Examples plucked from his collection of letters to the editor include:
- “SIR – I was much disgusted, with many more peaceable people, at the afternoon demonstration held in our town, on Wednesday last, by the colliers of the district” – Wrexham Advertiser, 5 February 1870
- “Lord Bute has triumphed over all to the disgust of an incensed people” – letter to the editor, Middlesex Journal, 19 November 1774
“The use of the word disgusted was so common that it was sometimes used in error,” says Mr Clarke.
This necessitated corrections and clarifications such as this from the Blackburn Standard in March 1850: “In our summary of Friday, Lord J Russell is made to say that ‘the country was still disgusted with recent legislation’. It was a misprint; the word should have been ‘disquieted’.”
The origins of the pen name Disgusted of Tunbridge Wells are not clear. Wikipedia cites historian and former newspaper editor Frank Chapman attributing it to staff at the Tunbridge Wells Advertiser. The story goes that letters were made up to fill space and one member of staff signed off theirs with “Disgusted, Tunbridge Wells”.
Another story goes that it came from a letter-writer to The Times or Daily Telegraph.
It is thought that the phrase does date from the mid-20th Century. But similarly named correspondents have been composing slightly humorous letters of complaint since the mid-19th Century.
The Oxford English Dictionary carries this definition: “Disgusted n. Brit. (usually humorous or depreciative). Originally as a self-designation: a member of the public who writes anonymously to a newspaper expressing outrage about a particular issue.

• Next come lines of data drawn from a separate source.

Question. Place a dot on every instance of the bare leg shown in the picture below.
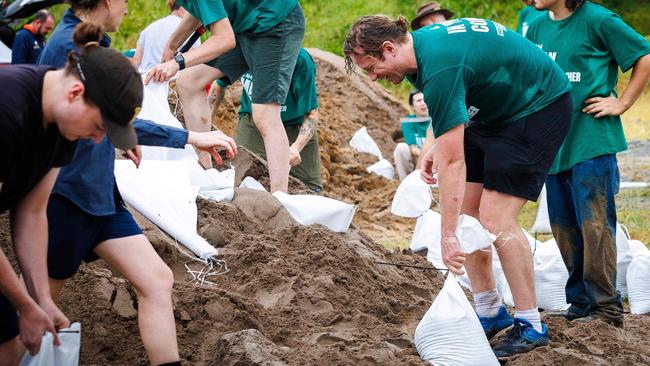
(268, 122)
(136, 259)
(479, 263)
(196, 110)
(499, 212)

Hence more widely: a person who is vocal and indignant in his or her opposition to something.”
The first recorded usage dates from 26 September 1868, when “Yours, &c., Disgusted” wrote to the Musical Standard about the position of an organ in a Kennington chapel.
“The humour lies in applying a word which conveys strong emotion to a relatively minor or trivial matter,” says Denny Hilton, the OED’s senior assistant editor. “This sort of weakening of meaning is a natural feature of language development – we abominate things, or adore them, or describe them as disasters, or nightmares, in much the same way.”

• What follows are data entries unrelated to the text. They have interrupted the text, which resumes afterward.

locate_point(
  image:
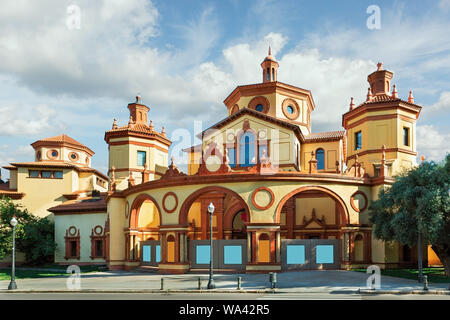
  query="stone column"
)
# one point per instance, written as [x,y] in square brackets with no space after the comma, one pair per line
[278,247]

Words commonly paired with disgust
- behaviour, habit, attitude
- Also goo, concoction, mess
Source: Collins Corpus of 4.5 bn words
By 1978, this nom de plume for an outraged letter-writer was so well-worn that Radio 4 called its new listener feedback programme Disgusted, Tunbridge Wells. (It has since been renamed the rather more prosaic Feedback.)
But disgust and its variations are also popular with politicians and commentators, and not for comic effect, says Dr Curtis.

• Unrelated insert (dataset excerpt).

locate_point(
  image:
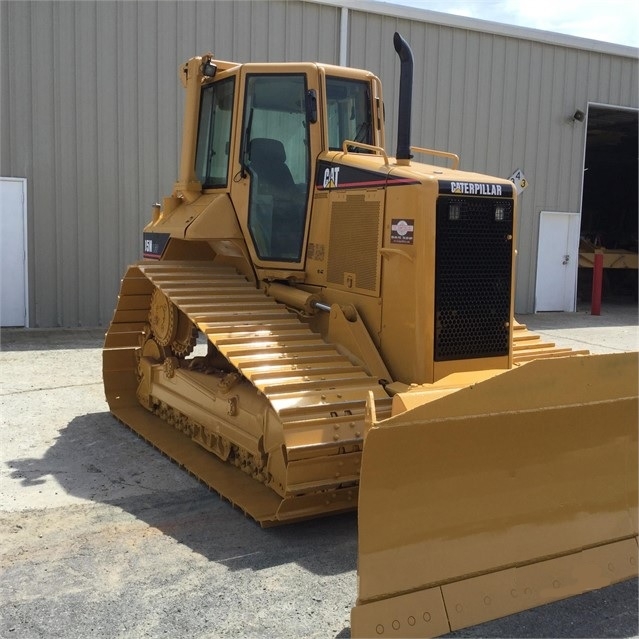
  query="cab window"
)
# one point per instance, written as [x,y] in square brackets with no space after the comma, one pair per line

“It’s a word that sticks to people and is used to label them. So politicians often use it, as it’s a powerful means to contaminate people with their words. Immigrants and homosexuals have both been on the receiving end of this over time.”
Then there is the way it rolls off the tongue when one wants to sound truly outraged, says Breslin.
“The s sounds and the harsh g and final t help to make it a very sonorous and impactful word.”
Disgusted of Tunbridge Wells
The Times digital archive covers every issue of the paper between 1785 and 1985.
The phrase “disgusted of Tunbridge Wells” was only used twice during that 200-year period, the first in 1980 and then in 1983 – in both cases deployed as an already well-worn phrase.
As for “Disgusted, Tunbridge Wells”, the earliest reference in our archive is in a leading article entitled “What Matters in a Democracy” from 3 January 1964 which contains the line – “[T]he present Conservative government is more socialistic than [Ramsay] MacDonald’s cared to be little more than 30 years ago – an observation frequently echoed by that other political commentator, ‘Disgusted, Tunbridge Wells’.”
From which we can deduce that by 1964 the term was already a well-worn cliche – though not one that had previously appeared in The Times.